University of Cambridge researchers have developed a robot capable of reading braille at approximately twice the typical speed of humans.
Human fingertips are extremely sensitive, able to detect the tiniest changes in the texture of a material or know how much force to use when grasping an object. Reproducing these intuitive abilities in a robotic hand – especially in an energy-efficient way – is a long-standing challenge.
“The softness of human fingertips is one of the reasons we’re able to grip things with the right amount of pressure,” said Parth Potdar, first author of the paper describing the project. “For robotics, softness is a useful characteristic, but you also need lots of sensor information, and it’s tricky to have both at once, especially when dealing with flexible or deformable surfaces.”
The researchers aimed to mimic human behaviour more accurately than existing robotic braille readers.
“There are existing robotic braille readers, but they only read one letter at a time, which is not how humans read,” said co-author David Hardman. “Existing robotic braille readers work in a static way: they touch one letter pattern, read it, pull up from the surface, move over, lower onto the next letter pattern, and so on. We want something that’s more realistic and far more efficient.”
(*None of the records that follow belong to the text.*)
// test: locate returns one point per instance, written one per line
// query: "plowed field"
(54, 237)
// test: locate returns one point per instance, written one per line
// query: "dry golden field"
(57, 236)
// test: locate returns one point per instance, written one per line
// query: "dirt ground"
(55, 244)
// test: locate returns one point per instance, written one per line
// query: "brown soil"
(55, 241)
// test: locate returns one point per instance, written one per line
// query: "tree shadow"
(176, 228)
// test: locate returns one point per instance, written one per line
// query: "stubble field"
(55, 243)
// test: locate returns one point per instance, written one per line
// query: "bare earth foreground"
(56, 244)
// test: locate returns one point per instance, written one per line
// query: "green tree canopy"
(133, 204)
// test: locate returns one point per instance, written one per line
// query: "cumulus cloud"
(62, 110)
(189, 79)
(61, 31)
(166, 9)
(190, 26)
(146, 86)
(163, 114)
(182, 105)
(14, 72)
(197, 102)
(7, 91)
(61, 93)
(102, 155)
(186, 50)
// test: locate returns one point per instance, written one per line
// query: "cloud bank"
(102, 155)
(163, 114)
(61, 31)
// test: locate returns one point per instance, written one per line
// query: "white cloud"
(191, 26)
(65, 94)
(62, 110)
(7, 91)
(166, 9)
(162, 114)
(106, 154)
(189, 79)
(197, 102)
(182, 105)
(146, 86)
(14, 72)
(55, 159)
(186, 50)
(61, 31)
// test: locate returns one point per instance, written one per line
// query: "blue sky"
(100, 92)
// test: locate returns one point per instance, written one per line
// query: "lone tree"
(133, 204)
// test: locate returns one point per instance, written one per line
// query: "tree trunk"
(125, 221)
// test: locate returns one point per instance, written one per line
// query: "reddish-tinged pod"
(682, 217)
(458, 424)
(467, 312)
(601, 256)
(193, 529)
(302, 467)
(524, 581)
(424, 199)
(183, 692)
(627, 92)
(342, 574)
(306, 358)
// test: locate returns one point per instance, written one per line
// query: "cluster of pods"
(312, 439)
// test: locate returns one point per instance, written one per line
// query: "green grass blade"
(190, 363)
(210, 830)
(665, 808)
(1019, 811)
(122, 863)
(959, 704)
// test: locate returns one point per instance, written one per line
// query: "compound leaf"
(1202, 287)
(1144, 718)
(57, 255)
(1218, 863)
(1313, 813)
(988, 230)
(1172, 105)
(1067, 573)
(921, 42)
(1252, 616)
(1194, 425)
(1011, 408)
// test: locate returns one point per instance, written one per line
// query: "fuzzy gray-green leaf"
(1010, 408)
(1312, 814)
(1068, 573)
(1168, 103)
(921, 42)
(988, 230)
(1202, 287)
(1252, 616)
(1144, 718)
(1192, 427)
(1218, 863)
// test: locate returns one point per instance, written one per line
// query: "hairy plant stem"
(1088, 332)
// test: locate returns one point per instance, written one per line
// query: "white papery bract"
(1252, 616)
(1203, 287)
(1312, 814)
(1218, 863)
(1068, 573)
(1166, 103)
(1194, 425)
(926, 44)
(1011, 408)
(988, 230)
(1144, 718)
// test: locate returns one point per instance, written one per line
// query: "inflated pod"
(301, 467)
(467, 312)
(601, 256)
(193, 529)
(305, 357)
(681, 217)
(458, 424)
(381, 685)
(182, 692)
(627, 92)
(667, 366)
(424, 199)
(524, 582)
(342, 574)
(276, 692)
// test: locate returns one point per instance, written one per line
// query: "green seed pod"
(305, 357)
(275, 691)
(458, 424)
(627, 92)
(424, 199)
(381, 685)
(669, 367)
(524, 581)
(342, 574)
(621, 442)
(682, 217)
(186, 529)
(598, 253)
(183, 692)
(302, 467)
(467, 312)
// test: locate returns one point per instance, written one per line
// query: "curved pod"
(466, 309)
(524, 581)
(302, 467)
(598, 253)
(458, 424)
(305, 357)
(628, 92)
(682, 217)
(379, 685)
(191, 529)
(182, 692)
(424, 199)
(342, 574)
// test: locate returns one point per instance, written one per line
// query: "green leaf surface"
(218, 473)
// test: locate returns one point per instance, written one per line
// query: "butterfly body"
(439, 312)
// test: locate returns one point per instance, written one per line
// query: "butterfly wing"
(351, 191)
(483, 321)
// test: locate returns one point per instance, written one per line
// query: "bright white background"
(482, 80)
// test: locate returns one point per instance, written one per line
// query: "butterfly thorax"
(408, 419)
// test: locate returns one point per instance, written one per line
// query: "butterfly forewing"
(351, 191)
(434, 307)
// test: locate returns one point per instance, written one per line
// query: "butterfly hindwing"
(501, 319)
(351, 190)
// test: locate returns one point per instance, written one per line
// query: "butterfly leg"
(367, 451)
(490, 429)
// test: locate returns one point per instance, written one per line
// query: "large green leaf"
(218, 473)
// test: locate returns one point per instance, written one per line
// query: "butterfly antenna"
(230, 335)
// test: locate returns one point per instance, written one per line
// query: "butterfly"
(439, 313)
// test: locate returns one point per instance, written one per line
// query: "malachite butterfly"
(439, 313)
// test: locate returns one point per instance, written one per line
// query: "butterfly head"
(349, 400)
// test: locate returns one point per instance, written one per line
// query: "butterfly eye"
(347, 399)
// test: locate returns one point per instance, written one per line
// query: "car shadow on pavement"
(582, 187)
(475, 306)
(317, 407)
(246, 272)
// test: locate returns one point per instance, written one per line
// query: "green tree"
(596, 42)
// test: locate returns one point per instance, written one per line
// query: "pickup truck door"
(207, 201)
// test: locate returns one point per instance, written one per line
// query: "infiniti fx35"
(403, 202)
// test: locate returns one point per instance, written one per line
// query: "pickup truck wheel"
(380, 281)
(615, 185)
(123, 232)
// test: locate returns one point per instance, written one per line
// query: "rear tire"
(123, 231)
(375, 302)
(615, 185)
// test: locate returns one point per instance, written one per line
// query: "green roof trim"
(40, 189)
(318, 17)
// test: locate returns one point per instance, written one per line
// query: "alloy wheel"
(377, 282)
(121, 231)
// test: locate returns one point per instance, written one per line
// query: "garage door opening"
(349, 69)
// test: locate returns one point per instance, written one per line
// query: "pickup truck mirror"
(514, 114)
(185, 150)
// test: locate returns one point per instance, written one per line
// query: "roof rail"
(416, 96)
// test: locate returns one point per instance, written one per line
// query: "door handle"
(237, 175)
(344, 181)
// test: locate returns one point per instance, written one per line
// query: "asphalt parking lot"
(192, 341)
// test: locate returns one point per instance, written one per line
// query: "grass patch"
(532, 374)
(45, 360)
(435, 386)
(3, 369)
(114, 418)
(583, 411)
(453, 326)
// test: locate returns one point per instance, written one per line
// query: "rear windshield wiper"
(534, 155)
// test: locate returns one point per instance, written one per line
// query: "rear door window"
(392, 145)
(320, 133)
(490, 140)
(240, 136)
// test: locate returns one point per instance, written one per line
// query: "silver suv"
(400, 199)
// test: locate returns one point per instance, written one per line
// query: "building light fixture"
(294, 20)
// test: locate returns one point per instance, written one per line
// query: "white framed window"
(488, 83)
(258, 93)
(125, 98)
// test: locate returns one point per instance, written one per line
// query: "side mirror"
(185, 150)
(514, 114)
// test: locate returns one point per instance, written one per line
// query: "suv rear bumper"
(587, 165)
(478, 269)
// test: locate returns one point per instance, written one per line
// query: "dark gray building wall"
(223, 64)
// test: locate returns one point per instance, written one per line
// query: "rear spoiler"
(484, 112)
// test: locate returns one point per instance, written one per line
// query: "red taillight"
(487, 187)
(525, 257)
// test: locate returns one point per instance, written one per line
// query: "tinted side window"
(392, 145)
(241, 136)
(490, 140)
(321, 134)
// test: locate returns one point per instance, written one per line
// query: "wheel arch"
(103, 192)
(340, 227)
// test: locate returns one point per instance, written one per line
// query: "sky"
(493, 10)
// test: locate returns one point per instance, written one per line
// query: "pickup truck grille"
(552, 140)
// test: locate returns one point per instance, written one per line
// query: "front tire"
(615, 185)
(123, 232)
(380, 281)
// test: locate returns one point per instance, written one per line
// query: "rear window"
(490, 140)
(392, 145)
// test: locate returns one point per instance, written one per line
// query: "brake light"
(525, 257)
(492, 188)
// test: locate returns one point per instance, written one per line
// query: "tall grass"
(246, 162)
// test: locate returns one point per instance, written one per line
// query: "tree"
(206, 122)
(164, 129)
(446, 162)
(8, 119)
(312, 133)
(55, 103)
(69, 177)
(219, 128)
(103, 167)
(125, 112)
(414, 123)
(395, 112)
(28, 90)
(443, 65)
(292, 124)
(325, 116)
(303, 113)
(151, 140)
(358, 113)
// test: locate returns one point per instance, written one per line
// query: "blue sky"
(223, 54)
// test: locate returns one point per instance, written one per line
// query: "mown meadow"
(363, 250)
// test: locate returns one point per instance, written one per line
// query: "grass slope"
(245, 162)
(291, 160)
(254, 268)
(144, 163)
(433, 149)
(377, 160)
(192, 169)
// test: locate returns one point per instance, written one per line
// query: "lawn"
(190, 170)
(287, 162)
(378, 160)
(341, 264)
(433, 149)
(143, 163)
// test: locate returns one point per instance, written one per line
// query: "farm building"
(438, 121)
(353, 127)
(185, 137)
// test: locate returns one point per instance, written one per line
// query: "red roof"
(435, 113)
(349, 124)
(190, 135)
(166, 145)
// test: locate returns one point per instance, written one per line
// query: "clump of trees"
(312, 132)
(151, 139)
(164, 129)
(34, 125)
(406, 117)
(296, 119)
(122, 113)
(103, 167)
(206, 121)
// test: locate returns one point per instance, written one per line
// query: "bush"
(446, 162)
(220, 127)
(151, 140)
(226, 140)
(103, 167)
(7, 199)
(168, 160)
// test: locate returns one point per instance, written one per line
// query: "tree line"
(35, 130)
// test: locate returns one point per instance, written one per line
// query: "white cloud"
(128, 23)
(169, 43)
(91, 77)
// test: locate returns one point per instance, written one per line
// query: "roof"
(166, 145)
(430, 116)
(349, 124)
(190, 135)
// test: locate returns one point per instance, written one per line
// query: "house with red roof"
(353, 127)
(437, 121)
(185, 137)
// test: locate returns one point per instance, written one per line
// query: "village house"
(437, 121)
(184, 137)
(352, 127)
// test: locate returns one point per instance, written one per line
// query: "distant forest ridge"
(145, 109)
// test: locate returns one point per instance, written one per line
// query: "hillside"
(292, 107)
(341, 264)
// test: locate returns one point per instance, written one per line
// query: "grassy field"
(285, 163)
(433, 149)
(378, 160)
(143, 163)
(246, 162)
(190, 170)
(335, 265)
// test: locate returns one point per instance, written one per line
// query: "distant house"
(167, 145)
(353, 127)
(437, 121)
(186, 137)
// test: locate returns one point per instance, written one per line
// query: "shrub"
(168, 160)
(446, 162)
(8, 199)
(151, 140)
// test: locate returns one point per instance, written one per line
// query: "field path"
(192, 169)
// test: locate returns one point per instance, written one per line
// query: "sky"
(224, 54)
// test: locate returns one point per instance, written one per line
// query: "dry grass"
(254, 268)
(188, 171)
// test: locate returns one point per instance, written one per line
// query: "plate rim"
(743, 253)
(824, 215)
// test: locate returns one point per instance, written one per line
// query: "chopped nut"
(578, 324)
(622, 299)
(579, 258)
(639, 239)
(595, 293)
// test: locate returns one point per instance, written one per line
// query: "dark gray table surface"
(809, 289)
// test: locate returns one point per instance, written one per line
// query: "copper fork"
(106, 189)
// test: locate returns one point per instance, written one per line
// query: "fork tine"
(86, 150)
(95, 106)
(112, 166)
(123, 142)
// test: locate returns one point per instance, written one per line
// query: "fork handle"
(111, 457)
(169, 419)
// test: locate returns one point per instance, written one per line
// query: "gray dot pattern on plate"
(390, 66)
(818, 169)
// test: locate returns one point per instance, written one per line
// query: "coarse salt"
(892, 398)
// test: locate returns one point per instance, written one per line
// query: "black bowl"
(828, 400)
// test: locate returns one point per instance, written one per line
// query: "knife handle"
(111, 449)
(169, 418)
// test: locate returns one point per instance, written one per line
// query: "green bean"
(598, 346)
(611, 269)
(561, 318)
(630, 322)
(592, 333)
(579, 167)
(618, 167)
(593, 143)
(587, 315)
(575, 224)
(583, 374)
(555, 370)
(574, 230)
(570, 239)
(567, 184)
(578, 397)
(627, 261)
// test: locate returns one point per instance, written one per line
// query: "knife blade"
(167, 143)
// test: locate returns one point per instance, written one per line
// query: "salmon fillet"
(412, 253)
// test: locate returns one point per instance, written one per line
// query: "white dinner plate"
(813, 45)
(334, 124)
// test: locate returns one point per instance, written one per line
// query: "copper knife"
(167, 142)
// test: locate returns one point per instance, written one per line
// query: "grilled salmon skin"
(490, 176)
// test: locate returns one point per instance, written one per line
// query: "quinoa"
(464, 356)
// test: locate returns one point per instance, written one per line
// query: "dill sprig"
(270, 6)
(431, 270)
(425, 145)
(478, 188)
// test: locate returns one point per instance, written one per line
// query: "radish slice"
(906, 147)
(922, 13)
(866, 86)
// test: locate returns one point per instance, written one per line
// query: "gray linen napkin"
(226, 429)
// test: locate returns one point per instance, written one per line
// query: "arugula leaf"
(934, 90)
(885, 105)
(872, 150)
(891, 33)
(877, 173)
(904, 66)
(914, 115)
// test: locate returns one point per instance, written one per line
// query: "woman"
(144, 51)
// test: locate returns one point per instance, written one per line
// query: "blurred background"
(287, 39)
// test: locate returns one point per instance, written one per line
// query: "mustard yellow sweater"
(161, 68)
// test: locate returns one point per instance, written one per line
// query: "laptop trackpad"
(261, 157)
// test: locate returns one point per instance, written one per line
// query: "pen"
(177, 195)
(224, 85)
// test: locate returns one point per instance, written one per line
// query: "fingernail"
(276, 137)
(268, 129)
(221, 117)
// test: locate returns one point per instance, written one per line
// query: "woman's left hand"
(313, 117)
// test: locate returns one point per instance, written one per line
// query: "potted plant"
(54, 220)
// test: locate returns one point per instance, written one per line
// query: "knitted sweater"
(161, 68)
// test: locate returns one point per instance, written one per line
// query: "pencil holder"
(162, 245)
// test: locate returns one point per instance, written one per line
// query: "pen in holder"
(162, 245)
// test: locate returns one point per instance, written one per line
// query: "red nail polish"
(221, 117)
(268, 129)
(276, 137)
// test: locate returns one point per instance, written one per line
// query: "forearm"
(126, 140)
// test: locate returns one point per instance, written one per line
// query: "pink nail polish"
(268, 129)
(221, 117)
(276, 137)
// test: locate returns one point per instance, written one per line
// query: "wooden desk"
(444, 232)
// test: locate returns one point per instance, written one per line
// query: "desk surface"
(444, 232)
Their robot reads using a combination of information from the camera embedded in its ‘fingertip’ and an additional off-the-shelf sensor.
One of the major challenges for the team was that a lot of image processing was required to remove motion blur. They developed a machine-learning algorithm to help the robot ‘deblur’ the images before the sensor attempted to recognise the letters, training it on a set of sharp images of braille with a fake blurring effect applied. After the algorithm had learnt to deblur the letters, they used a computer vision model to detect and classify each character.
They tested the reader by sliding it along rows of braille characters and found it could read 315 words per minute with 87% accuracy – around twice as fast and just as accurate as a human braille reader.
“Considering that we used fake blur to train the algorithm, it was surprising how accurate it was at reading braille,” said Hardman. “We found a nice trade-off between speed and accuracy, which is also the case with human readers.”
Although the robot was not developed as an assistive technology, the researchers say that – thanks to the high sensitivity required to read braille – this is an ideal test in the development of robotic hands with comparable sensitivity to human fingertips.
Potdar added: “Braille reading speed is a great way to measure the dynamic performance of tactile sensing systems, so our findings could be applicable beyond braille, for applications like detecting surface textures or slippage in robotic manipulation.”